Ten laws for better email copy-86

10 tremendous tips for better email copywriting

Posted by Matthew Stibbe Picture of Matthew Stibbe on 21 November 2019
Matthew is founder and CEO of Articulate Marketing. Writer, marketer, pilot, wine enthusiast and geek. Not necessarily in that order. Never at the same time.

Most emails are badly written. This isn’t surprising given that there are 293.6 billion of them being sent every day. Despite the rise in alternative communication tools, the tech market research firm Radicati has found that there are still 3.7 billion email users in 2019, and this number is growing. So, why is email copywriting just not a priority? What’s going wrong?

Email copy crimes

  • Copy length: Content is too long, wordy and difficult to read.
  • Poor structure: Email is difficult to navigate and can’t be scanned or read quickly.
  • Basic mistakes: Poor spelling, punctuation or grammar.
  • No clear call to action: Copy does not make clear what should be done or how to act on the information.

What good looks like

Bad emails just won’t do. When written correctly - for the right people - email marketing can boost your lead generation efforts. So, to avoid your prospects hitting delete, here are ten tips you should always follow:

1.     Clear subject lines

Keep subject lines clear, descriptive and concise. Use personalisation where appropriate.

2.     Respect privacy

Ever received a round-robin email? One addressed to hundreds of people, with all their addresses included? This is a gross breach of privacy and it is also pretty much the only circumstance where a BCC is appropriate.

3.     Avoid long paragraphs

Consider using one-sentence paragraphs. Keep sentences short. Use bullets for short lists. Use subtitles to break up long emails.

4.     Use fewer words

Fewer words, greater understanding. Imagine your email was a telegram and that you were paying by the word. With email, shorter is better. Also, short words are best.

5.     Perfect punctuation

Punctuation exists to make it easier for people to make sense of what they're reading. Poor punctuation, bad spelling and inappropriate capitalisation slow down people's brains when they read and make it harder for them to understand what you are saying.

6.     Highlight actions

Highlight actions and key points. It's fine to use underlining, highlighting or bold to help people concentrate on the key points.

7.     Write well

Use strong, active verbs; avoid jargon and abbreviations, and use fewer words.
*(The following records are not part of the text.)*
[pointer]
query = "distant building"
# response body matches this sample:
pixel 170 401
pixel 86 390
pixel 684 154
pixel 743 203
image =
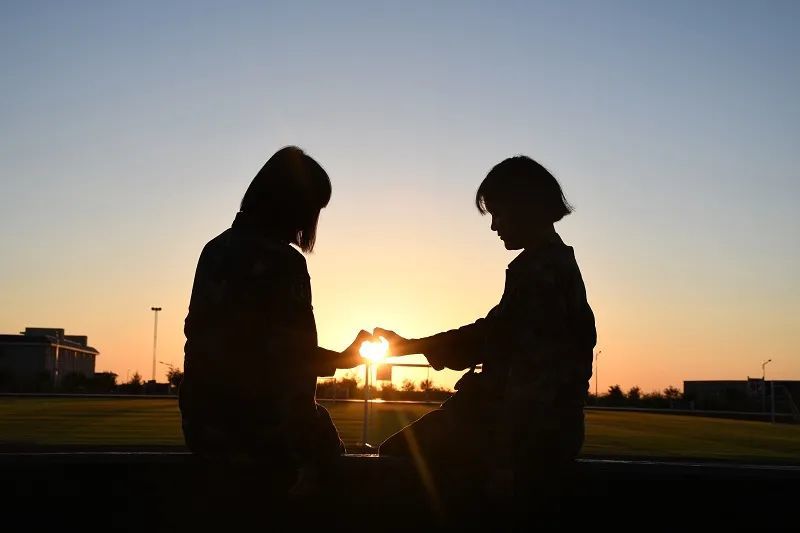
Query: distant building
pixel 45 354
pixel 752 394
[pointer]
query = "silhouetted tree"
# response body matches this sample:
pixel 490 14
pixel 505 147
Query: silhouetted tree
pixel 672 393
pixel 174 377
pixel 615 396
pixel 634 395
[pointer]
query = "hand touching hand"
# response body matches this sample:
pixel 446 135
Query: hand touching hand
pixel 397 345
pixel 350 357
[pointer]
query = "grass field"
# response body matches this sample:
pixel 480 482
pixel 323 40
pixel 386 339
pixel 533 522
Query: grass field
pixel 102 422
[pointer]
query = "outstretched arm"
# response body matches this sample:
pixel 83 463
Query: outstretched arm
pixel 456 349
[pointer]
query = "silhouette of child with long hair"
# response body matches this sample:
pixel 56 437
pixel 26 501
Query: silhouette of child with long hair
pixel 519 422
pixel 251 352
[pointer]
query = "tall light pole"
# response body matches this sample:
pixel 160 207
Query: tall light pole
pixel 764 384
pixel 763 371
pixel 596 374
pixel 155 338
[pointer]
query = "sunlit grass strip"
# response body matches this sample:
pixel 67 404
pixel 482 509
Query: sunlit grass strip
pixel 156 422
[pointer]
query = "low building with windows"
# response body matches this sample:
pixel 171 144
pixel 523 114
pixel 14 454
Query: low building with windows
pixel 752 395
pixel 44 355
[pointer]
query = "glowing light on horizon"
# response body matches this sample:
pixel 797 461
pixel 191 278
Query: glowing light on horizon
pixel 374 351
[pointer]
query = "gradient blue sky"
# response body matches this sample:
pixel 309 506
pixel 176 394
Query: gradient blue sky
pixel 129 132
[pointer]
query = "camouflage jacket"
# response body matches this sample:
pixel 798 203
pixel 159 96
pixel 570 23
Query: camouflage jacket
pixel 251 356
pixel 535 346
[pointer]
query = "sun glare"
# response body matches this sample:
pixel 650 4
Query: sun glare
pixel 374 351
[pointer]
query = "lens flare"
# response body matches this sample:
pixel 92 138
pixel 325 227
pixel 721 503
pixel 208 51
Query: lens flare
pixel 374 351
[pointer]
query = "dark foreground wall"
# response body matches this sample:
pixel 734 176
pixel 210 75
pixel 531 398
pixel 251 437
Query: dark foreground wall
pixel 170 492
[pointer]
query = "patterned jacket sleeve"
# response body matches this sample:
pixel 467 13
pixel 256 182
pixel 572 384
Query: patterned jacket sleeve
pixel 460 348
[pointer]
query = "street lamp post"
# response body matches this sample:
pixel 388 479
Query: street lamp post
pixel 155 338
pixel 764 384
pixel 596 375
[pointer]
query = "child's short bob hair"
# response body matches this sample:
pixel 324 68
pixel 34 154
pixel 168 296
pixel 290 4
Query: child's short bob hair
pixel 287 195
pixel 522 181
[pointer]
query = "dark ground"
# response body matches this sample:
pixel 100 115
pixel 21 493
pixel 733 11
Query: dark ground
pixel 163 491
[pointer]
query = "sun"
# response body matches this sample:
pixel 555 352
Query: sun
pixel 374 351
8.     Think about the reader

Email is about the reader, not the writer. Don't think about what you have to say. Think about what the reader needs to hear. There's nothing more tedious than an email that starts out with 200 words of self-justification when all it needs is a single sentence containing a question.

9.     End strongly

Tell people exactly what you expect them to do as a result of the email.

10.  Edit

Re-read it. Out loud. Delete any unnecessary words. Think about whether you can express any point more clearly and succinctly.


On the subject of improving communication within the sphere of business, the journalist William Whyte wrote ‘the great enemy of communication, we find, is the illusion of it’.

Follow our ten tremendous tips for email copywriting success and work at improving your writing on a daily basis. That way, when your emails land, they pack a punch.